During closing arguments, Solicitor Barry Barnette told jurors that Center's parents would miss many memories with their daughter.

"They'll never see her go on her first date." He said, according to reports. "They won't see her go to her first prom. They won't see her graduate from high school. How much would they pay to have one phone call, to send a piece of mail to her?"

The defense argued Blackwell was mentally disabled. Barnette said the forensic psychologist who testified was not "credible," pointing to two other psychologists who did not find Blackwell to have mental disability issues.

Blackwell made a number of suicide attempts. He shot himself in the stomach after officers arrived responding to the 2009 shooting. Barnette said these were ploys for attention rather than evidence of a mental problem.

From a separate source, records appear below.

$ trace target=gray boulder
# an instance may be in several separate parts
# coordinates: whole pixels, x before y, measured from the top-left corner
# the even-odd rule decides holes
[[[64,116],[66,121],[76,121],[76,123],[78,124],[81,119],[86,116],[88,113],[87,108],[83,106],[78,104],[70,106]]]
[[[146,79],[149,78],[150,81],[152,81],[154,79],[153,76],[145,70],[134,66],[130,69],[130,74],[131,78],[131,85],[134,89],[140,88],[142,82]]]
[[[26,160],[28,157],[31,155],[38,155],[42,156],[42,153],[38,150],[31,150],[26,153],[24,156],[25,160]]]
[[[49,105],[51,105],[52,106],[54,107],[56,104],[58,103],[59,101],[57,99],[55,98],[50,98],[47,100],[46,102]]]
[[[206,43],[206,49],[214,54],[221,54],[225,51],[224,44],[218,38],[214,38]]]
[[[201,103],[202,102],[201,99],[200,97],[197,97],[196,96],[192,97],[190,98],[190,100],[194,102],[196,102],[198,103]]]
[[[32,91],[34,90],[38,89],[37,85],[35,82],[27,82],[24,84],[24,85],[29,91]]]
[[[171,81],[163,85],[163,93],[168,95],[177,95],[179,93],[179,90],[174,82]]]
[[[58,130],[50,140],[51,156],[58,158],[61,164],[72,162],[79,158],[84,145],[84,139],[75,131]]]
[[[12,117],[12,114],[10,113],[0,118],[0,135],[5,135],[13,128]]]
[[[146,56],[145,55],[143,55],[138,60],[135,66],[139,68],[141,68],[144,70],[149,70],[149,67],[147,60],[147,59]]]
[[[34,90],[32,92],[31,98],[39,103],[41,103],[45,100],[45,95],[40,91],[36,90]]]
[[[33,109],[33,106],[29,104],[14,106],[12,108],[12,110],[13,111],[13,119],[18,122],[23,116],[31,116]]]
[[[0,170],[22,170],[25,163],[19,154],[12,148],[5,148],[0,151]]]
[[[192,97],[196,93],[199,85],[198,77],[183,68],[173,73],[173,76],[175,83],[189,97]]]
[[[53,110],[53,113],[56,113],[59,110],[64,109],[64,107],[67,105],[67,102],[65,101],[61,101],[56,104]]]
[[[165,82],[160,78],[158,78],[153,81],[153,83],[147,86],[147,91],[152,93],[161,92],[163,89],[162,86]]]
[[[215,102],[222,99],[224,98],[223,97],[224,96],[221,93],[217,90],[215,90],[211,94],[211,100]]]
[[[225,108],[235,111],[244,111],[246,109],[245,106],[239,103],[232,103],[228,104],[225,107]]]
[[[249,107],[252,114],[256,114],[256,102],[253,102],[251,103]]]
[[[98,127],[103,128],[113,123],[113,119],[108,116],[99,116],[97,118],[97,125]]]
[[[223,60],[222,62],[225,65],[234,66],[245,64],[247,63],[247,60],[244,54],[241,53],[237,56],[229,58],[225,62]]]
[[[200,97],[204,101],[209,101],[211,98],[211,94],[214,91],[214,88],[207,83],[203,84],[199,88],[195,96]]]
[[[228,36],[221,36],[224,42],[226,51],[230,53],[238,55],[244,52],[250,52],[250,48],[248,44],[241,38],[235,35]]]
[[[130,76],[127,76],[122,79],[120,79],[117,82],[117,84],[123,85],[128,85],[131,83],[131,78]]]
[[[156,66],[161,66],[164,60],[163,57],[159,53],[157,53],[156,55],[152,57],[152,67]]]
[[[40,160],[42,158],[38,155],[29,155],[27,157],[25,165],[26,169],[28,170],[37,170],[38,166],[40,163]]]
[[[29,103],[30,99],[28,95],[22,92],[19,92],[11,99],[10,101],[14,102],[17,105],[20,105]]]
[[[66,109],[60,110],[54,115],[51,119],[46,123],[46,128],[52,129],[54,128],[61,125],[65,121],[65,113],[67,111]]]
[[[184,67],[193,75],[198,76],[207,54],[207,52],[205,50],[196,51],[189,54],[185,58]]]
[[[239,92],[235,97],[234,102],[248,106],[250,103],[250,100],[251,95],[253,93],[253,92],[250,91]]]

The jurors did not find Blackwell mentally challenged and unanimously agreed there were aggravating circumstances to the crime.

In the past South Carolina has passed the death penalty on prisoners with low IQs and mental disability issues. Earlier this month , Edward Lee Elmore was released from prison in South Carolina after agreeing to a plea arrangement in which he maintained his innocence but the state could re-convict him of murder in a new trial. His release came after 30 years on death row following a conviction in 1982 for the sexual assault and murder of an elderly woman in Greenwood, South Carolina.

"The state's case was based on evidence gathered from a questionable investigation and on testimony with glaring discrepancies," stated the Death Penalty Information Center.

In February 2010, Elmore was taken off death row after he was found to have intellectual disabilities and was thus was ineligible for execution.

His defense attorneys claimed police planted evidence and prosecutors manipulated the facts of the case to cast Elmore as the only suspect in the 1982 murder of 75-year-old Dorothy Edwards, CNN reported.